In a retained-mode API, calling code only manipulates a model, i.e. data, and the render system handles what should be rendered and when. You're not calling into the render system every frame telling it to render something. It already knows about your sprite because you added it to a list (via addRenderable), and it will stay there until you remove it (removeRenderable). The correct render order of the sprites, both among themselves and versus other renderables like particles, can be entirely data-driven. Provided that you give the render system enough information to perform the sorting (Z-order, transparency, etc.), it should solve any of the issues you have.

In a retained-mode API, calling code only manipulates a model, i.e. data, and the render system handles what should be rendered and when. You're not calling into the render system every frame telling it to render something. It already knows about your sprite because you added it to a list (via addRenderable), and it will stay there until you remove it (removeRenderable). The correct render order of the sprites, both among themselves and versus other renderables like particles, can be entirely data-driven. Provided that you give the render system enough information to perform the sorting (Z-order, transparency, etc.), it should solve any of the issues you have.

When we talk about addRenderable, would a renderable have the data for the VBO / IBO. Where this data will actually be put into the buffer.
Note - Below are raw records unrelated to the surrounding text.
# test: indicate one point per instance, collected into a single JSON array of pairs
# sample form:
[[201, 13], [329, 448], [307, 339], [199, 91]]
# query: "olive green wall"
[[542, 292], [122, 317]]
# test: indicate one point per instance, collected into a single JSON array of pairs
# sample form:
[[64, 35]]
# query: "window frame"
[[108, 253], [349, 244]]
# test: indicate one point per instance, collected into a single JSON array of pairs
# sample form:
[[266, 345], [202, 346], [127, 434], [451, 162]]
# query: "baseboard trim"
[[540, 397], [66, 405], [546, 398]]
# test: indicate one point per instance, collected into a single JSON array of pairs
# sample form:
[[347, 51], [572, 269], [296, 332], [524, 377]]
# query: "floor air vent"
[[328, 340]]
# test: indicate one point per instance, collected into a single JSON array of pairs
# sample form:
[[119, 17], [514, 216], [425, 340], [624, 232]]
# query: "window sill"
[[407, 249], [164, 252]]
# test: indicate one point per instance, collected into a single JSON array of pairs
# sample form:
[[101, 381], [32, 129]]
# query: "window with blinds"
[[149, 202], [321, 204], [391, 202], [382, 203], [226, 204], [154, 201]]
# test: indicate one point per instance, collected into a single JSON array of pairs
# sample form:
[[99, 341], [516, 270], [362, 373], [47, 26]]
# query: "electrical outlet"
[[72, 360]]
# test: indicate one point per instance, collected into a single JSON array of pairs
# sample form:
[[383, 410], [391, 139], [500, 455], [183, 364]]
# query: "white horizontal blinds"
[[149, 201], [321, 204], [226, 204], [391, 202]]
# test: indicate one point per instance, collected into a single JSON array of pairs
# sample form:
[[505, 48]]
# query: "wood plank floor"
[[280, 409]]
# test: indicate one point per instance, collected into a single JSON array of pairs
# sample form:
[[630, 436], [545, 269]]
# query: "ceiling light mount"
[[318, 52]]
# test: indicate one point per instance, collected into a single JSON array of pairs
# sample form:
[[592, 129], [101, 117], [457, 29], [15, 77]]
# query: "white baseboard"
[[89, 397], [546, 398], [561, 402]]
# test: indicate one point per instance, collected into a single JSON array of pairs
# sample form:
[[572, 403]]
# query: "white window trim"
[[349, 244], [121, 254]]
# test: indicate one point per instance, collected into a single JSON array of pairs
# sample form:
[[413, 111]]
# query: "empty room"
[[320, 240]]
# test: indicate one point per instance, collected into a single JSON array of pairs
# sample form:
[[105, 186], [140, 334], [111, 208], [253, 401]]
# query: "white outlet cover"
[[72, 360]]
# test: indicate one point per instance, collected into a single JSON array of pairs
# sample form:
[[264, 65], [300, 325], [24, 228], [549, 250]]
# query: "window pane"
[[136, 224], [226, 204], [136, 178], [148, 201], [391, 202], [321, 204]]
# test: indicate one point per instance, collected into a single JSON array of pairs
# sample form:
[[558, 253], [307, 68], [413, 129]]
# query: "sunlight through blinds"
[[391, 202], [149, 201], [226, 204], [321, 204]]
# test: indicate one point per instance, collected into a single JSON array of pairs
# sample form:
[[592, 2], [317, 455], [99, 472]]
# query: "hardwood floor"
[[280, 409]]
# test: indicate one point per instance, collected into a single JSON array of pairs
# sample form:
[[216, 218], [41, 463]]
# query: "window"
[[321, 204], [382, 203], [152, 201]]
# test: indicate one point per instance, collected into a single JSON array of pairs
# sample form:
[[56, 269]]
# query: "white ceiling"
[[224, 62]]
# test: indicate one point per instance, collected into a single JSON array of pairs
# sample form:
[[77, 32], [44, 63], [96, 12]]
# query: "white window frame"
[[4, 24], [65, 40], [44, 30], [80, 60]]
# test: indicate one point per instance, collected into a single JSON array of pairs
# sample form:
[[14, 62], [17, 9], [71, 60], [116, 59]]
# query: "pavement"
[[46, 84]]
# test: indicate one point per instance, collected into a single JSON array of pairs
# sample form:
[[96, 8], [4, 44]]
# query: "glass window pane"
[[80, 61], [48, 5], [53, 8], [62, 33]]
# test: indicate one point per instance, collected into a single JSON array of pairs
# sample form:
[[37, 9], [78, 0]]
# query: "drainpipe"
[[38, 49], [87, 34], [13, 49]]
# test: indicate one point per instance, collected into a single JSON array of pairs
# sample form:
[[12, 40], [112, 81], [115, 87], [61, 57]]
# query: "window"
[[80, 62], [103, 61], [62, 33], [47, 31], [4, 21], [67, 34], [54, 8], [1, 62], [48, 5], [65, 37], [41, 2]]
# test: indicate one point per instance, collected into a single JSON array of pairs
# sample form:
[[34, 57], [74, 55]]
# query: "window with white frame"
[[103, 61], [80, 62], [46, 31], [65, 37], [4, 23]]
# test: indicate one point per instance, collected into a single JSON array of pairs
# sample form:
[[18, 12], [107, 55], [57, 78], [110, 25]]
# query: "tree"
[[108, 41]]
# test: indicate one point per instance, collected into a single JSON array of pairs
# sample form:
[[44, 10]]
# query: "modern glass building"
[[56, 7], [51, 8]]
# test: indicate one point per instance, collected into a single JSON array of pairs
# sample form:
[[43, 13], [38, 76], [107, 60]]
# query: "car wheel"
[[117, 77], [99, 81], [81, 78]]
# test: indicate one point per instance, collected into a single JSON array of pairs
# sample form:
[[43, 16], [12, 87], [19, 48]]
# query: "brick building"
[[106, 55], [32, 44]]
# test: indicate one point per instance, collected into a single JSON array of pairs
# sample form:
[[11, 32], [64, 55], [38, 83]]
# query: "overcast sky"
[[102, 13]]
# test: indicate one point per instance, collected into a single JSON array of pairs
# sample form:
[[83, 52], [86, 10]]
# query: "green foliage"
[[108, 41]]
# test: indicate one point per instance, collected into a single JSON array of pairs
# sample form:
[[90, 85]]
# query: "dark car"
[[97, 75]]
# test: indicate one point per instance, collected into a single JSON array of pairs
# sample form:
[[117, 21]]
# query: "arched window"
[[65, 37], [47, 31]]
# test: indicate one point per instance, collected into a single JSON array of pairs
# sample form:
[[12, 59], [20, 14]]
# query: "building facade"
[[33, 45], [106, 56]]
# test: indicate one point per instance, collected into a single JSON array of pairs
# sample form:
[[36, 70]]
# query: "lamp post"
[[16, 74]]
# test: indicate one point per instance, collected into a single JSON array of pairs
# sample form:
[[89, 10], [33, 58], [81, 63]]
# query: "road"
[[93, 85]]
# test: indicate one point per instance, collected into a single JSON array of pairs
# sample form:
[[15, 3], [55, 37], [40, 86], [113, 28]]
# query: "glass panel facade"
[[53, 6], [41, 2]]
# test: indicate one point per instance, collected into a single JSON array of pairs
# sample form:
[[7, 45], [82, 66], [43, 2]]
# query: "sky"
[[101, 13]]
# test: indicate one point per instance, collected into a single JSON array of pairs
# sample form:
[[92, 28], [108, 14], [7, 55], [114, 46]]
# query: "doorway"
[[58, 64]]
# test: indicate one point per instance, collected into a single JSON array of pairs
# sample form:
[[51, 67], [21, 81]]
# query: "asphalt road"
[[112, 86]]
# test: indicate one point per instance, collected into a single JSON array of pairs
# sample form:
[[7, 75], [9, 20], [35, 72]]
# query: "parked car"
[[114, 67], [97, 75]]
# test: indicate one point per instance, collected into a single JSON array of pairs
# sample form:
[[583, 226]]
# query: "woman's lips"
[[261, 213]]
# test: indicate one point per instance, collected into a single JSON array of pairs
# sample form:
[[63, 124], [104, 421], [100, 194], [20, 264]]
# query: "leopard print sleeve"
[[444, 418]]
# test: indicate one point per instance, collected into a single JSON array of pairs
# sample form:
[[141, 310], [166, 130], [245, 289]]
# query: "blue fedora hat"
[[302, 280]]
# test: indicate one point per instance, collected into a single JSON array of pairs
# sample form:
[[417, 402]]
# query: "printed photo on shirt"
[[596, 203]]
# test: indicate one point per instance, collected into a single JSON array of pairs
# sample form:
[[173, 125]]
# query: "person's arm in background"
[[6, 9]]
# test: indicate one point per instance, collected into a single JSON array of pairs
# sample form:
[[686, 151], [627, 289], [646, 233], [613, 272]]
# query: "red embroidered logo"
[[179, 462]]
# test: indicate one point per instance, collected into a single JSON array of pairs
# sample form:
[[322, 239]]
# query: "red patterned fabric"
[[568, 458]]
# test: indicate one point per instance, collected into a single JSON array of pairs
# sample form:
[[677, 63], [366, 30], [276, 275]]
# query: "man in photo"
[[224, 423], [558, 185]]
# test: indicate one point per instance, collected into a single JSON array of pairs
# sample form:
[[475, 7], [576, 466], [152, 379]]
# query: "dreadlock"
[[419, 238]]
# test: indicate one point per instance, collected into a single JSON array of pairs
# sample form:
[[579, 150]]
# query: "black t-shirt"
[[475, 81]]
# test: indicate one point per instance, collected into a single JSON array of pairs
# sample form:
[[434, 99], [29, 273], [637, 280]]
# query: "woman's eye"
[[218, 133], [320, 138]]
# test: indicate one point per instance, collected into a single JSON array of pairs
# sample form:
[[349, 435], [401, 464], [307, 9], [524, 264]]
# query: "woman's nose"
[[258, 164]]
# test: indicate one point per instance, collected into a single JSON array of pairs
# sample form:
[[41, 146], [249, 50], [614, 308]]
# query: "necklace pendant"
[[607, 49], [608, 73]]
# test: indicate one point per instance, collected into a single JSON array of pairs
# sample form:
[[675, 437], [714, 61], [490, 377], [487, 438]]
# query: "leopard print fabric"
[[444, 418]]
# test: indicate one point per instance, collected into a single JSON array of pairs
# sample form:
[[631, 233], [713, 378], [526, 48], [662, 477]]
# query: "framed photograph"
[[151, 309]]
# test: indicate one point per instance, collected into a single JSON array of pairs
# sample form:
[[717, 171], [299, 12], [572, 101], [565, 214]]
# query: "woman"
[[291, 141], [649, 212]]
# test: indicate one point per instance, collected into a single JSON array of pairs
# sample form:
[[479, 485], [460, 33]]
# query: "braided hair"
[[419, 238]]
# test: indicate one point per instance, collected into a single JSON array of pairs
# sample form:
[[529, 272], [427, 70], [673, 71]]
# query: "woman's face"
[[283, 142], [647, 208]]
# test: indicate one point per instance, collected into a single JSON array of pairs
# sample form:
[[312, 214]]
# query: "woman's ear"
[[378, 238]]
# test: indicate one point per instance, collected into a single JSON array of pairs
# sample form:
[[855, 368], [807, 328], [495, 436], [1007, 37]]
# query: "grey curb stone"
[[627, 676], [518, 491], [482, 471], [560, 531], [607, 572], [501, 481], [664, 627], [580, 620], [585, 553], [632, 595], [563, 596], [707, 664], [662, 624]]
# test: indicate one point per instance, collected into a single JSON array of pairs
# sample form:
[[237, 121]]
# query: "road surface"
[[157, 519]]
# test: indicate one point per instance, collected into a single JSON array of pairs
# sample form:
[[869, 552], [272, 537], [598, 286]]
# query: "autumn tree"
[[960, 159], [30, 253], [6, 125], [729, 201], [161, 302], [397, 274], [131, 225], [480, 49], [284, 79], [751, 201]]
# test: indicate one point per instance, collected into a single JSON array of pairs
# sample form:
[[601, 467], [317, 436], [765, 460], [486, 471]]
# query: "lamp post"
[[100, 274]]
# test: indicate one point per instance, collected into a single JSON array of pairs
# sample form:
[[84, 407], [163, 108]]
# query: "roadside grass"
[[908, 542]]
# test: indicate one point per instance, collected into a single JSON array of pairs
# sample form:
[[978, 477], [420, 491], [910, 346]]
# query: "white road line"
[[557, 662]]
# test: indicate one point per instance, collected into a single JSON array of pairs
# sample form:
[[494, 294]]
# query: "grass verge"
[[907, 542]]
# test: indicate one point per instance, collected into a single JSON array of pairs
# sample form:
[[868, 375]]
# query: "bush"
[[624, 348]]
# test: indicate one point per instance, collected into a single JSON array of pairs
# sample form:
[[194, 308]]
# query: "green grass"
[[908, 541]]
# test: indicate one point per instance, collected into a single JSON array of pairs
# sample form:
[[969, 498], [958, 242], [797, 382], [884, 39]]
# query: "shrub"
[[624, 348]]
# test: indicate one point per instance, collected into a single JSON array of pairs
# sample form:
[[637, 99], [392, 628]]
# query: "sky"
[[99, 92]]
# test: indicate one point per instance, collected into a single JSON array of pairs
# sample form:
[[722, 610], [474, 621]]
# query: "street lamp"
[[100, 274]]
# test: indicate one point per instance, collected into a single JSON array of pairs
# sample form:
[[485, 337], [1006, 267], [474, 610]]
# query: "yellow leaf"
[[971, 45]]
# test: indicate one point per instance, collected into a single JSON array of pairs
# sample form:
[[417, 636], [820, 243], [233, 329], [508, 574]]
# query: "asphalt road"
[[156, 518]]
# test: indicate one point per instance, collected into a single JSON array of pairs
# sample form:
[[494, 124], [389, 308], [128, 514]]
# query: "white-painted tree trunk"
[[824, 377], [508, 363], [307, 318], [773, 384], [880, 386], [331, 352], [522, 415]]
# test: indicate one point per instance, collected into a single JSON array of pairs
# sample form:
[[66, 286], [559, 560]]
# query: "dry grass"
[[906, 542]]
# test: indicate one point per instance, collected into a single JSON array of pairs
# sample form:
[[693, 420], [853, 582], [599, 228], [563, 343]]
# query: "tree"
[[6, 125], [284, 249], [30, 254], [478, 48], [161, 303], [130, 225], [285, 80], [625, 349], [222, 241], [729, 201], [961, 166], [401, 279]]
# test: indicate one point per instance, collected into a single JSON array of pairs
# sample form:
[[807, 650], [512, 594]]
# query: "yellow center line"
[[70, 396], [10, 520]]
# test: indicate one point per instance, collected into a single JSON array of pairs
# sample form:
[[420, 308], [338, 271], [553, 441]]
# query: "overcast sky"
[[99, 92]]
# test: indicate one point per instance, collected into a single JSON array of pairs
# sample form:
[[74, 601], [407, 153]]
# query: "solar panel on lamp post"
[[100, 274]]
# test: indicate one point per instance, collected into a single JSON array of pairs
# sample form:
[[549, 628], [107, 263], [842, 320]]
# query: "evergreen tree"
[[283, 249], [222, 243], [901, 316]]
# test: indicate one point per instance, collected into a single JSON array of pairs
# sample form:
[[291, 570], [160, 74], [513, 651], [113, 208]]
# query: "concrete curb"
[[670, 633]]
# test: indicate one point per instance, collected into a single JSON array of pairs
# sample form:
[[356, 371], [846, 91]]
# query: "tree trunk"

Where the render system has a giant VBO / IBO that grows / shrinks when renderables are added. Or would it be that each renderable has its own individual VBO / IBO (the actual GPU buffers) that is used by the render system?

When we talk about addRenderable, would a renderable have the data for the VBO / IBO. Where this data will actually be put into the buffer. Where the render system has a giant VBO / IBO that grows / shrinks when renderables are added. Or would it be that each renderable has its own individual VBO / IBO (the actual GPU buffers) that is used by the render system?

For sprite-based rendering, you shouldn't need to worry about vertex data at all. The render system can trivially generate vertex data for sprites because they're just unit quads centered at the origin, and since the render system is also managing texture resources, it would need to "own" the UV data for the vertices anyway. All the renderable would need to specify is translation, rotation, scale, and image resource of the sprite. Multiple renderables that reference the same image resource can reuse the same vertices. A clever render system could atlas multiple sprites into the same texture resource, so that the only state that needs to change between rendering individual sprites is the transform.